Aurora – The Bad News Doesn’t End

It’s dark outside, and I’m huddled in a car pulling my coat around me as tightly as possible. I blink blankly at the dashboard time, absentmindedly registering the number 8:30 flashing back at me as if to hypnotize me from the pain and the anxiety threatening to pull me down. Hot tears roll down my eyes, and I see Alex glance at me through the blurry haze that’s my eyes.

He tries to hold my hand but I swat his away, not needing his support. Not now. Not ever. I can only be really appreciative of the fact that he’s driving me to the city at breakneck speed right now.

I hold my breath, praying with everything in me that I’m not too late, and that it’s nothing serious at all.

The sharp veering of the car and blaring of horns jolts me back into reality. Alex curses under his breath, and he glances at my hand. “You gonna get that? Your phone has been ringing non-stop for the past five minutes. It’s beginning to irritate me. ”

I say nothing, but I glance at my phone, tapping the screen to see the notifications. I have several texts from Brittney, Ryan, and Bella. Brittney and Ryan asking my whereabouts and if I’m okay.

Jake has the most texts, telling me he’s sorry, and what I saw wasn’t the truth. The rest of his texts consist of desperately wanting to know my whereabouts, with the last one asking if it’s true, what he heard, that I left the hotel with Alex. neitheranywhere

I feel a wave of pain wash over me, and I rub my chest, hoping it’ll soothe my aching heart. I feel another flood of tears fill my lids, and they come rolling down in warm rivulets. Bella’s message is the last I tap on. She keeps on apologizing that she really just didn’t want me to get hurt. That she didn’t betray me.

“Aurora! Aurora!” I hear someone yell my name, and I blink back into focus, my vision hazy and teary. “We’re here,” Alex says softly. He makes to hold my hand but retracts his hand, seeming to rethink it.

The bright lights of the hospital momentarily blind me, but I make no move to shield my eyes. I had fallen into a light sleep. More like a dark memory lane. The events of the day are trying to fill my mind with images I’d rather not remember.

Slowly, I unbuckle the seat belt, and Alex does the same, leaves the car, and comes jogging to my side of the door. He opens the door for me, and I step out, the cold hitting me square in the face. It feels like the bite of a thousand ants. I blink at him, willing to find my voice to at least convey my gratitude, but I can’t. I haven’t uttered a single word since he guided me to his car back at the hotel.
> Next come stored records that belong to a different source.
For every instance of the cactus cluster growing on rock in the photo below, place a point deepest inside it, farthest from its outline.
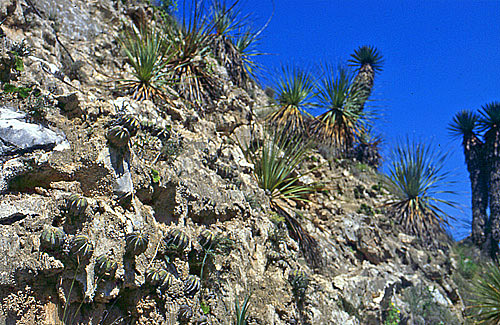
(192, 285)
(81, 248)
(206, 239)
(158, 277)
(105, 267)
(118, 136)
(76, 206)
(136, 243)
(52, 239)
(176, 241)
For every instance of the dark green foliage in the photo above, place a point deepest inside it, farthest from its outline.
(241, 312)
(118, 136)
(295, 90)
(131, 123)
(185, 314)
(81, 249)
(176, 240)
(192, 285)
(415, 178)
(105, 267)
(206, 239)
(299, 281)
(76, 206)
(343, 121)
(158, 278)
(52, 239)
(367, 55)
(136, 243)
(146, 51)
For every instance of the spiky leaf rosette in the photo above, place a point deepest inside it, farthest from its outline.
(146, 51)
(206, 239)
(489, 123)
(176, 240)
(295, 90)
(367, 61)
(415, 178)
(367, 55)
(192, 285)
(76, 205)
(131, 123)
(118, 136)
(486, 303)
(52, 239)
(81, 249)
(136, 243)
(105, 267)
(342, 121)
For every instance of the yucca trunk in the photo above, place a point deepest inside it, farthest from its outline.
(493, 150)
(478, 174)
(363, 83)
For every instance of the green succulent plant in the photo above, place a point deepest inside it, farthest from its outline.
(185, 314)
(176, 240)
(158, 278)
(76, 205)
(81, 249)
(192, 285)
(52, 239)
(118, 136)
(136, 243)
(206, 239)
(131, 123)
(105, 267)
(299, 281)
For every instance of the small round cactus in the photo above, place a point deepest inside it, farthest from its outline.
(176, 240)
(299, 281)
(192, 285)
(118, 136)
(136, 243)
(76, 205)
(185, 314)
(52, 239)
(131, 123)
(105, 267)
(206, 239)
(81, 248)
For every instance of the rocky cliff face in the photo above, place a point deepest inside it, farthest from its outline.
(182, 173)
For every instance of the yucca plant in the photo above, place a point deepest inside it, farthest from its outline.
(368, 61)
(276, 162)
(190, 45)
(465, 126)
(486, 304)
(489, 123)
(343, 120)
(146, 50)
(415, 179)
(295, 90)
(367, 149)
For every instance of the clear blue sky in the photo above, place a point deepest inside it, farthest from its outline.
(440, 57)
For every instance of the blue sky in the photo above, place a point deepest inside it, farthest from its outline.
(440, 57)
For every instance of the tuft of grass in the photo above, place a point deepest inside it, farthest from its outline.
(295, 90)
(343, 121)
(146, 50)
(415, 179)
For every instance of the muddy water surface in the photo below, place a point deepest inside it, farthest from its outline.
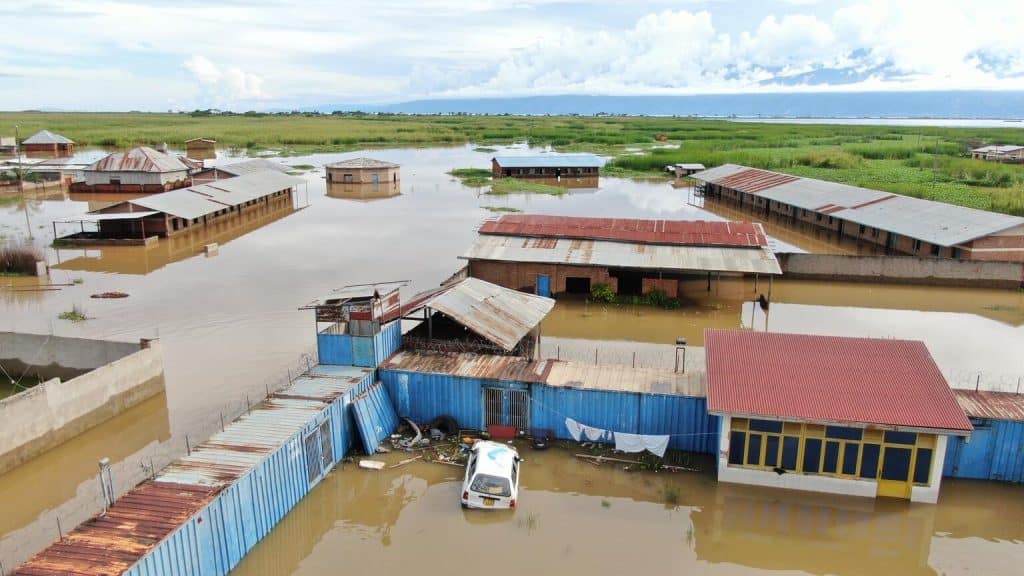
(230, 329)
(574, 518)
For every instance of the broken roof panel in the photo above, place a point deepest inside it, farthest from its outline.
(641, 231)
(500, 315)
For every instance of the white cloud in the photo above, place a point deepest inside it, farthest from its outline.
(276, 53)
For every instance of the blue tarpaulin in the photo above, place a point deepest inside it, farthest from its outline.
(375, 416)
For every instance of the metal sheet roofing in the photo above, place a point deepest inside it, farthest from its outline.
(641, 231)
(111, 543)
(139, 159)
(359, 163)
(991, 405)
(500, 315)
(935, 222)
(619, 254)
(254, 165)
(46, 136)
(551, 161)
(550, 372)
(206, 199)
(835, 379)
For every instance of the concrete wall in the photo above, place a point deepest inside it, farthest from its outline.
(903, 270)
(36, 420)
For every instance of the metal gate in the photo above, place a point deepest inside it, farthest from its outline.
(506, 408)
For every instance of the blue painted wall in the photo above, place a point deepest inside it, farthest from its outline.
(995, 451)
(424, 397)
(335, 348)
(215, 540)
(375, 417)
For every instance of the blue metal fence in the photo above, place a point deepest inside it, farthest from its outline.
(995, 451)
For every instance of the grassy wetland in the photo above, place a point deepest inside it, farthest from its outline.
(926, 162)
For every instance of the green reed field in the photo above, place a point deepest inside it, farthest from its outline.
(929, 163)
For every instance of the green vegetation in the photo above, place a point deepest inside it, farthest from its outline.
(603, 293)
(502, 187)
(18, 260)
(473, 177)
(73, 315)
(926, 162)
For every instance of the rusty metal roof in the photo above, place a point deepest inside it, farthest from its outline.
(991, 405)
(46, 136)
(813, 378)
(470, 365)
(500, 315)
(640, 231)
(360, 163)
(139, 159)
(936, 222)
(110, 544)
(621, 254)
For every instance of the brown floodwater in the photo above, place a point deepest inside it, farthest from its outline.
(230, 330)
(574, 518)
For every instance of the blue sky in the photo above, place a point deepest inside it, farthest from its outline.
(181, 54)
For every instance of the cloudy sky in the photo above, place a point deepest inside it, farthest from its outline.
(251, 54)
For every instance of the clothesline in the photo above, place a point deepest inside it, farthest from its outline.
(562, 415)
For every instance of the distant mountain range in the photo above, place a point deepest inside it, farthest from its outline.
(1004, 105)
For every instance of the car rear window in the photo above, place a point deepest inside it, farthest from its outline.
(492, 485)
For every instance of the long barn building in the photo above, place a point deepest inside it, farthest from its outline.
(901, 224)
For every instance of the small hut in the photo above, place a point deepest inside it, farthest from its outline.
(361, 170)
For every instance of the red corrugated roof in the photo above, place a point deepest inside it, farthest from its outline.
(828, 379)
(676, 233)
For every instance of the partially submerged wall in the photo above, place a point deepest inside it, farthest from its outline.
(122, 374)
(903, 270)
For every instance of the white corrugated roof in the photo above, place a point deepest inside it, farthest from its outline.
(935, 222)
(46, 136)
(206, 199)
(623, 254)
(500, 315)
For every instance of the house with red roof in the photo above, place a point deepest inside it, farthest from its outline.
(855, 416)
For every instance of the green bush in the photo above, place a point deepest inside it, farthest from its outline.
(602, 293)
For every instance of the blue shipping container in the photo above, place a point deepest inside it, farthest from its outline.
(995, 451)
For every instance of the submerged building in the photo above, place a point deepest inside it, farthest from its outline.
(45, 142)
(566, 254)
(179, 210)
(140, 169)
(547, 166)
(363, 170)
(855, 416)
(899, 223)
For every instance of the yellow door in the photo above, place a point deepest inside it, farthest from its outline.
(895, 480)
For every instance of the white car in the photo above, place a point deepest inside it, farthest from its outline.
(492, 477)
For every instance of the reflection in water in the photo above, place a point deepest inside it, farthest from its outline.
(579, 519)
(228, 325)
(55, 476)
(143, 259)
(364, 192)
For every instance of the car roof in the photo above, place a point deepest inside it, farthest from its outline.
(494, 458)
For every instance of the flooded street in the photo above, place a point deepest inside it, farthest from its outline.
(580, 519)
(230, 331)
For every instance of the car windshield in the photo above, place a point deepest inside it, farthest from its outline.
(492, 485)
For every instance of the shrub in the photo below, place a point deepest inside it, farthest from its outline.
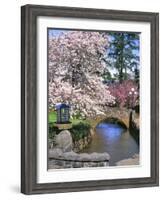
(126, 93)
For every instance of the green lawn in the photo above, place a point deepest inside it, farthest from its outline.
(53, 118)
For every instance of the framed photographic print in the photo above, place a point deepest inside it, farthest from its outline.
(89, 99)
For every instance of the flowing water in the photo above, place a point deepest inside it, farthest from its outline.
(115, 140)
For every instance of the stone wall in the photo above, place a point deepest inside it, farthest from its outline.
(134, 125)
(59, 159)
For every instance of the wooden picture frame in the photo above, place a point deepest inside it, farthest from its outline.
(29, 70)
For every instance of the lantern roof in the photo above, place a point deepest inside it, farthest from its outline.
(61, 105)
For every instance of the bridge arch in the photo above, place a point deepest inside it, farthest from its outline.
(120, 116)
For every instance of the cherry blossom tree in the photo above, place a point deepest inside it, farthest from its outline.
(75, 69)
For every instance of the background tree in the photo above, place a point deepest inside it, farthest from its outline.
(123, 54)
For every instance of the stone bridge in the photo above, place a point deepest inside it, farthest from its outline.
(116, 114)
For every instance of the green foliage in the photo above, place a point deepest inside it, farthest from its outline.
(53, 130)
(52, 116)
(123, 54)
(80, 130)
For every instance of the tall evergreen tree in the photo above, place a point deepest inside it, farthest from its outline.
(123, 53)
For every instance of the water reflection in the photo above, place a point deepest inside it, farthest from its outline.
(115, 140)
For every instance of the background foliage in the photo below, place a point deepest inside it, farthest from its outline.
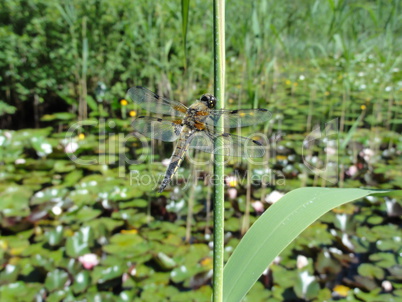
(72, 232)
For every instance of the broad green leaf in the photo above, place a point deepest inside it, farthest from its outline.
(275, 230)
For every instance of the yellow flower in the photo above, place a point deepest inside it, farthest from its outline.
(342, 290)
(231, 181)
(207, 262)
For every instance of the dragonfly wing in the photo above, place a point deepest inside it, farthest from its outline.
(153, 102)
(157, 128)
(230, 145)
(238, 118)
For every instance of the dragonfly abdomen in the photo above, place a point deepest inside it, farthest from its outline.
(175, 162)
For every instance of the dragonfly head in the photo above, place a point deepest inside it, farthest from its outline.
(209, 100)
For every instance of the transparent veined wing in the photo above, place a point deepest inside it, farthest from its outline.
(157, 128)
(238, 118)
(232, 145)
(153, 102)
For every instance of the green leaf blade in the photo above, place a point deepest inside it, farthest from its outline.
(275, 230)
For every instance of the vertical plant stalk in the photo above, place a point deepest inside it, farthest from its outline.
(219, 91)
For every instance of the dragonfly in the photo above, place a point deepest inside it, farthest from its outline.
(196, 126)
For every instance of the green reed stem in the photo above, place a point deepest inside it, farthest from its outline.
(219, 91)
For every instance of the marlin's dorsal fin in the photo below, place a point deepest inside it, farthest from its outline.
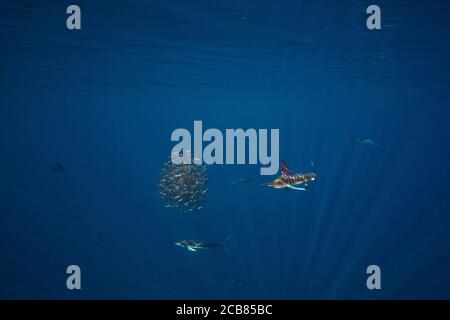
(284, 169)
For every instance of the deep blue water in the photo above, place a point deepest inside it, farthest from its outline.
(104, 100)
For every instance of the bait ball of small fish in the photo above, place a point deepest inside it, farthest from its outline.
(183, 186)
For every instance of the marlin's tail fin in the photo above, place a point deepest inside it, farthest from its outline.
(225, 244)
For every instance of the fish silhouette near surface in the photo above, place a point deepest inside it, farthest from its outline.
(194, 246)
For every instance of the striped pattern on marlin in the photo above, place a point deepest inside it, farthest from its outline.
(290, 179)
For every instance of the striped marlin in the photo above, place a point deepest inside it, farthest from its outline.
(290, 179)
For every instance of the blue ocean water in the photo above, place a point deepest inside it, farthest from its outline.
(104, 100)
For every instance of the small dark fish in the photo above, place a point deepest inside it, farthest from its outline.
(193, 246)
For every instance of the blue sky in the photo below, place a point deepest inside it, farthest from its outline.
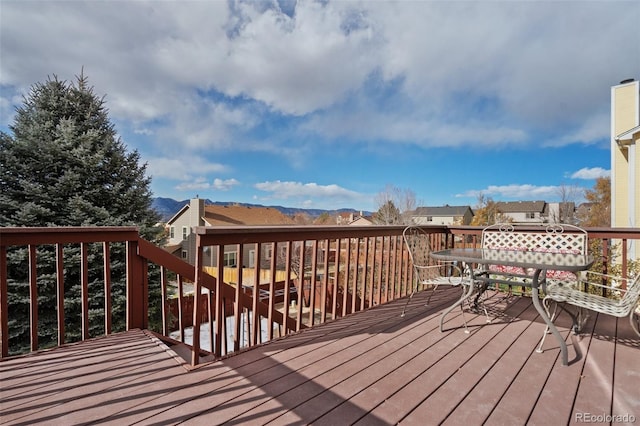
(325, 104)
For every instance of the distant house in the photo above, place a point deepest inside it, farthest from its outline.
(523, 211)
(182, 240)
(445, 215)
(560, 212)
(350, 218)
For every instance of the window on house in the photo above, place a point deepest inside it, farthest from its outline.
(230, 259)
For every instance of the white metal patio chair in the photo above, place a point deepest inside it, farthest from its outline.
(428, 272)
(620, 303)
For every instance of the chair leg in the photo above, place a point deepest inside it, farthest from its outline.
(404, 309)
(466, 294)
(545, 303)
(634, 322)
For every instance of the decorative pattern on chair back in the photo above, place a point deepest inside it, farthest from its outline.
(557, 238)
(632, 295)
(419, 246)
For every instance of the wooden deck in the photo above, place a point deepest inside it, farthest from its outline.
(369, 368)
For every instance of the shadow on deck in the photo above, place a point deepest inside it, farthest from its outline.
(372, 367)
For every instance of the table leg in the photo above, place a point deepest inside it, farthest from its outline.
(465, 295)
(545, 317)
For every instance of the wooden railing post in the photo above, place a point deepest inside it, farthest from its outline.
(136, 303)
(4, 304)
(197, 306)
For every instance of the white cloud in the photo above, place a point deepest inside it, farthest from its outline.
(183, 168)
(224, 185)
(446, 61)
(515, 191)
(285, 190)
(591, 173)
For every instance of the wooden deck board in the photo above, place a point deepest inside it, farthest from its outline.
(372, 367)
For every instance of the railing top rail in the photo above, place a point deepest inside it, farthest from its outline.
(11, 236)
(211, 235)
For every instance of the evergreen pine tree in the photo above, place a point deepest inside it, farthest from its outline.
(64, 165)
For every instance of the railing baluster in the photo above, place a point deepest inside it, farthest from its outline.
(325, 282)
(301, 285)
(221, 318)
(356, 275)
(60, 292)
(287, 284)
(163, 293)
(312, 282)
(238, 308)
(106, 253)
(347, 267)
(33, 297)
(272, 290)
(334, 282)
(181, 300)
(255, 329)
(4, 304)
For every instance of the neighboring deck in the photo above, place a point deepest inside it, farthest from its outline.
(372, 367)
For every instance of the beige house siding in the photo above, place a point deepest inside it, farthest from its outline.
(625, 158)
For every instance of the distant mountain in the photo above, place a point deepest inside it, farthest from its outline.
(168, 207)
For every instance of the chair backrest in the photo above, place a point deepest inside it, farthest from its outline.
(632, 295)
(418, 243)
(556, 238)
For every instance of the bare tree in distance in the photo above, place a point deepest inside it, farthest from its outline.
(567, 194)
(395, 205)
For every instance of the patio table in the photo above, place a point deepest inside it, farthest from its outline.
(528, 260)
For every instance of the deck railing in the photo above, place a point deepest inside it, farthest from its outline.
(297, 277)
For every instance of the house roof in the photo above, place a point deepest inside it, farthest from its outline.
(628, 135)
(520, 206)
(215, 215)
(442, 211)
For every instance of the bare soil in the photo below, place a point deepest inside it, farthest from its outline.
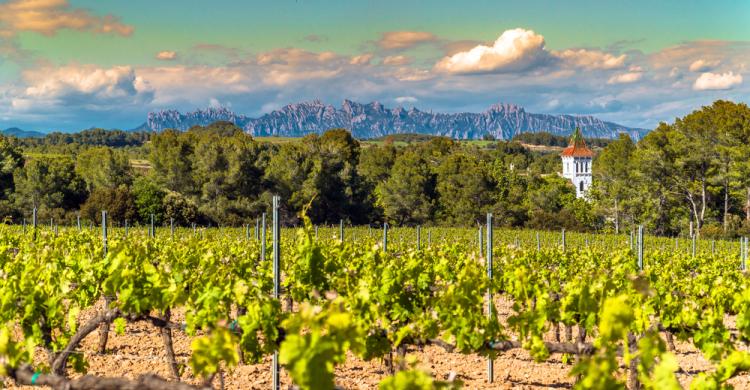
(141, 350)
I take an unstable step forward, moving towards the hospital’s entrance. My phone rings again and I numbly look at the screen, the unknown number flashing at me.

Alex searches my face to ask for permission to answer the call and I nod at him. He sighs deeply and answers the call.

“We’re here. It’s Alex, Aurora’s friend. Yes . . . yes, she’s here. She’s . . . fine. No, she’s fine ma’am. Yeah . . . I drove her here. The room number again? Okay . . . yeah, see you in a minute.”

I follow Alex blankly, walking behind him like some sort of lost child. Walking through the hospital halls, the smell of disinfectant hits me sharply in the nostrils, a clear indication that I’m inside the hospital. I walk in a white haze, everywhere white to me: the floors, the walls, and even the people seem white to me.

Upstairs we make a sharp turn into a corridor where I see my mother and honestly don’t know how to feel. I have a lot of questions: how the heck did she know dad’s gotten into an accident? Has she been around all along? Is she back now? And most importantly, how’s my dad doing?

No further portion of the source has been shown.